L’elemento che ha colpito maggiormente i partner europei è stato il cambio di atteggiamento del governo italiano: si è sottoposta tutta la trattativa, anche su altri punti secondari su cui vi era già l’accordo, all’eventuale accordo sull’immigrazione che per noi, anche per motivi interni, risultava essere più rilevante. Lo stupore, almeno quello fatto trapelare dai partner, è stato essenzialmente legato ai metodi usati: si è arrivati a minacciare il veto su tutto, se non si fosse raggiunto un accordo sulla migrazione, e lo stupore derivava dal fatto che su altri temi  gli accordi erano già conclusi.

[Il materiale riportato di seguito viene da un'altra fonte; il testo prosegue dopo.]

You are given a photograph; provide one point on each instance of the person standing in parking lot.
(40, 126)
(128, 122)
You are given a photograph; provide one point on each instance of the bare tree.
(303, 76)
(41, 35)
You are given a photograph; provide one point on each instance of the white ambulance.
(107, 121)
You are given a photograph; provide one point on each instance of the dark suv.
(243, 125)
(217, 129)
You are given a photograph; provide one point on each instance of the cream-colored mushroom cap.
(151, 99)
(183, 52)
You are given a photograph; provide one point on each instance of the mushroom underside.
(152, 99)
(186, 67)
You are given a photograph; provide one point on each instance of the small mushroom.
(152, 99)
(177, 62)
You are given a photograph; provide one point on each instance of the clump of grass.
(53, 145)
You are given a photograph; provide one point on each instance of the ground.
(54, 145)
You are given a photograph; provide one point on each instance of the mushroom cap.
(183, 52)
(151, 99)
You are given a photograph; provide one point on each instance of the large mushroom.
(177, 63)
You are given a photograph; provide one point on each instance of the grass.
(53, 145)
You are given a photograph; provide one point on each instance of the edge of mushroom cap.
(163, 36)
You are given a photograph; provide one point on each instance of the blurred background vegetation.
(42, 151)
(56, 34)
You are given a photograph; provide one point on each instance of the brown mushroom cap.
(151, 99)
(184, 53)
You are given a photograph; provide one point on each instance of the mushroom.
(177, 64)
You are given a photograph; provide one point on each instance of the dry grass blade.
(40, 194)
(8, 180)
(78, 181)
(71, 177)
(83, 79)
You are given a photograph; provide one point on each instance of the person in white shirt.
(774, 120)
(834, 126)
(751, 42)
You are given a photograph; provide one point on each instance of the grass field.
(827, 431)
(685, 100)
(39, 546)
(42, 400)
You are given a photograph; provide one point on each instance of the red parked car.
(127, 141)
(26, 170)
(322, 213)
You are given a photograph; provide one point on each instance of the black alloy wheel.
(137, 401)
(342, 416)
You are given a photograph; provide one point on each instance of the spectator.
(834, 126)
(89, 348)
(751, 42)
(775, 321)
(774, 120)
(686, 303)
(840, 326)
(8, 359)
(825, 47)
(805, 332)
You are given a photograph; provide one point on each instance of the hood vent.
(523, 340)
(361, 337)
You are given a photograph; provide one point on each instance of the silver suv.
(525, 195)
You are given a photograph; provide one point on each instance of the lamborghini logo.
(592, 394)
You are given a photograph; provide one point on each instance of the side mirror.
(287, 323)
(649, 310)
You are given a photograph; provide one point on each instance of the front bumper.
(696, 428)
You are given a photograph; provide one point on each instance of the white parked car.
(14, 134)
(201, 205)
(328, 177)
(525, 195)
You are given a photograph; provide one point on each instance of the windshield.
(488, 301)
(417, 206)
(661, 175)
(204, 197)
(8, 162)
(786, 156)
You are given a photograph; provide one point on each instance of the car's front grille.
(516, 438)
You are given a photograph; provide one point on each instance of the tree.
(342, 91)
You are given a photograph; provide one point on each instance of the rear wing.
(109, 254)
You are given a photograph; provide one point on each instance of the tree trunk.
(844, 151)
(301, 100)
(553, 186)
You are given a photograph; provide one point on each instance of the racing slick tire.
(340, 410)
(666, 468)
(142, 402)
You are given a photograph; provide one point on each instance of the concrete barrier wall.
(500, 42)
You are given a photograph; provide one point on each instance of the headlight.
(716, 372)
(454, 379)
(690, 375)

In realtà Conte e la sua squadra sono stati quasi obbligati a questa mossa da una serie di fattori:

  • la pessima, abominevole, abitudine ai vertici a due franco-tedeschi per la predisposizione dei vertici, e l’Italia ha fatto bene a temere il solito biscotto ed a far capire che da ora in poi non si  accetteranno documenti preconfezionati;
  • la necessità di rompere, anche dal punto di vista della modalità di trattativa, con i governi precedenti europroni e fessacchiotti, per i quali l’importante era esserci, non i risultati portati a casa;
  • mettere un pelo di dignità anche per respingere le prese in giro degli altri leader, e su questo punto, a quanto risulta da Politico.eu, il successo è stato minore anche a causa di alcune debolezze nell’immagine di Conte, ma siamo sicuri che quando l’incaricato della trattativa sarà diverso, diversi saranno i risultati.

Sull’ultimo punto pare che i leader di alcuni stati abbiano messo un po’ troppa ironia sul chilometrico curriculum del  primo ministro italiano, alcuni vantandosi della propria scarsa cultura accademica. Probabilmente un diverso politico riuscirà a spiegare loro l’importanza dello studiare bene.  Comunque ricordiamo che Conte non è stato il solo a minacciare il veto total: lo fecero già la Polonia su Tsk e l’Austria sulla questione dell’entrata della Turchia. Certo che un paese fondatore della UE che si mette in posizione rigida fa un certo effetto.

Ciò premesso, anche se così non sembra, il vertice sull’immigrazione è stato una passeggiata a confronto di quello che attende il futuro. La Germania della Merkel era su una posizione debole e l’Italia condivideva vari punti con altri paesi europei. La parte veramente difficile inizierà il prossimo autunno, quando si parlerà di bilanci, di BCE, di banche e di Euro. A quel punto bisognerà veramente essere pronti a tutto, perchè la crisi economica è dietro l’angolo, ha già un nome e cognome, e non possiamo fare finta di nulla ed arrivarvi non solo impreparati, ma pure con pesanti vincoli monetari e fiscali. A quel punto sarà necessario veramente essere astuti come volpi, coraggiosi come tigri e saggi come elefanti, perchè portare a casa le ossa intatte sarà molto complesso.